My guess is that no one wants to hear you talk about him. They're embarrassed and uncomfortable. They make you feel like you should be over it by now, like there's a time limit to grief, like after a couple of weeks any visible sorrow is unseemly, like you're wallowing in it. They don't understand that all you want is someone to listen, someone who won't try to fix it, because it can't be fixed, but who will help you keep him from disappearing as if he never existed. He did exist, you loved him, and you have a right to grieve. Perhaps it would help if you kept a journal, at least for a while. A journal is completely nonjudgmental, has infinite patience, and can absorb any feelings you put in it without question or hesitation. You may also want to find a support group--no one can understand how you feel better than someone else who's been through it. Your grief is compounded by anger, so, if a support group is not an option, I strongly suggest professional help. As justified as your anger is, if it's not dealt with properly, it can consume you.

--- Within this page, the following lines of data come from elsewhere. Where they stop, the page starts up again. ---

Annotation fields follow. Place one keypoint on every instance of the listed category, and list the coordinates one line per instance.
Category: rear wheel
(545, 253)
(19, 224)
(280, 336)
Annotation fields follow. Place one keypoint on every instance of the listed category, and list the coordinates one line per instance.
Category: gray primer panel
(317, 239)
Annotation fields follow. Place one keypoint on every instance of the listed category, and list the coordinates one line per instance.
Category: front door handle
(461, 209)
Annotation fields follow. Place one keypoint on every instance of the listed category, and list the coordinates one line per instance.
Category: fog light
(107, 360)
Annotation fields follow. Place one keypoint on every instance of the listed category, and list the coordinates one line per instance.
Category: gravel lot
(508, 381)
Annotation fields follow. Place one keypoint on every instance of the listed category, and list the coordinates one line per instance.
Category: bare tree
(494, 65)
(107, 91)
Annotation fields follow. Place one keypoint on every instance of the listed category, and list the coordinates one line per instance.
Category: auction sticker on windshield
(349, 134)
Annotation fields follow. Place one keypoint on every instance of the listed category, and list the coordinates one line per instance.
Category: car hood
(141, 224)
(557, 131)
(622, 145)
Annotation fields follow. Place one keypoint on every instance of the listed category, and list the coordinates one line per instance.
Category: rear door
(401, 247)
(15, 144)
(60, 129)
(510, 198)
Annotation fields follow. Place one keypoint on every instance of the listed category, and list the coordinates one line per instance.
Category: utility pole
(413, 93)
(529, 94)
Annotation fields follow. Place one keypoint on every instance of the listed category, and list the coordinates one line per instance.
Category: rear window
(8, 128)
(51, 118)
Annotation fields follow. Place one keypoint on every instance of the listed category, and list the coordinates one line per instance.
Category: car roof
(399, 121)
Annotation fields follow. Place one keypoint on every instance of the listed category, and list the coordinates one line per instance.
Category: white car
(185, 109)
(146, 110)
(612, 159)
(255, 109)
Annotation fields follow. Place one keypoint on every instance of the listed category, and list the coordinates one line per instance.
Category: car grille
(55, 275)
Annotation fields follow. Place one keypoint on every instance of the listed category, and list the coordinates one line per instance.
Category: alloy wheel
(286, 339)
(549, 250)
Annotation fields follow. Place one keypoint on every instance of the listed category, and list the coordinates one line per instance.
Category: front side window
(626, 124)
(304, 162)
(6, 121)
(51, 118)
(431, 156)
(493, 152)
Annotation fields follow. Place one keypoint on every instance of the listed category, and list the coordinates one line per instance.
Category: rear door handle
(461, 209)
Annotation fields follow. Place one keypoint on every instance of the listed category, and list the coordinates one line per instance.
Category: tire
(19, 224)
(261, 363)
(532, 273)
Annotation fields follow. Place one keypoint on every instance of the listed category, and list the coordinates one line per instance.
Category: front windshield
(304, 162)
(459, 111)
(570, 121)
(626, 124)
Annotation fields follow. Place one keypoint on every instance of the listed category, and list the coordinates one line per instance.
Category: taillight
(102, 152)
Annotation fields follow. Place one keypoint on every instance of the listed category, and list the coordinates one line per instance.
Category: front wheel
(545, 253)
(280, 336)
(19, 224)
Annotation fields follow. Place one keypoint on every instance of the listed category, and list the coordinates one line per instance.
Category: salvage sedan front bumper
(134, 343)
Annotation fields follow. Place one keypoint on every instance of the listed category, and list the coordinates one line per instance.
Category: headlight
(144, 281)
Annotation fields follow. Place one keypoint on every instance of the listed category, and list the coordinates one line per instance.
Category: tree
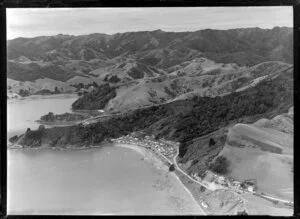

Time does help. The human spirit is remarkably resilient, and eventually you will come to accept the unacceptable--if not the manner of his death, at least the fact of it--and your love for each other, your grief, and your memories will all become a part of who you are forever, as inseparable from yourself as your skin. The pain will ease, and although you'll never forget him, nor should you, eventually you'll be able to think of other people and other things. It's too soon to think of it, probably, but you could meet someone else to love. In any case, he won't be a replacement; he'll be someone else. When and if this happens, remember: It's not a betrayal of your lost love to go on living; it's what all of us who have dealt with the pain of losing ones we love, under whatever circumstances, have had to learn to do.

I really like this man I've been dating for a few weeks, but he won't really talk to me. I want him to tell me everything that is going on his life because he is so sweet and loving and I really want to get to know him better. I also feel like there's something on his mind, but when I ask him he just says no. He told me a little, but I know it's not all. How can I get him to understand that I really care and he can confide in me?

Want to Know

Dear Want:
Slow down, sweetie pie. Give the man a chance to get to know you a little better before you start prying into all the nooks and crannies of his life. It's up to him to decide what he wants to tell you, and when, and your aggressive demands that he expose his deepest feelings to you after what amounts to a pretty short acquaintance could send him running. He could have any number of perfectly legitimate reasons for not wanting to spill his guts to you so soon, and if you really want to get to know him better, you'll respect his privacy. An easy familiarity is not the same as true intimacy and trust, which take time to develop and are worth much more in the long run.

Of course, if what's bothering him is potentially dangerous to you, that's a fair question to ask and have answered. Otherwise, lighten up.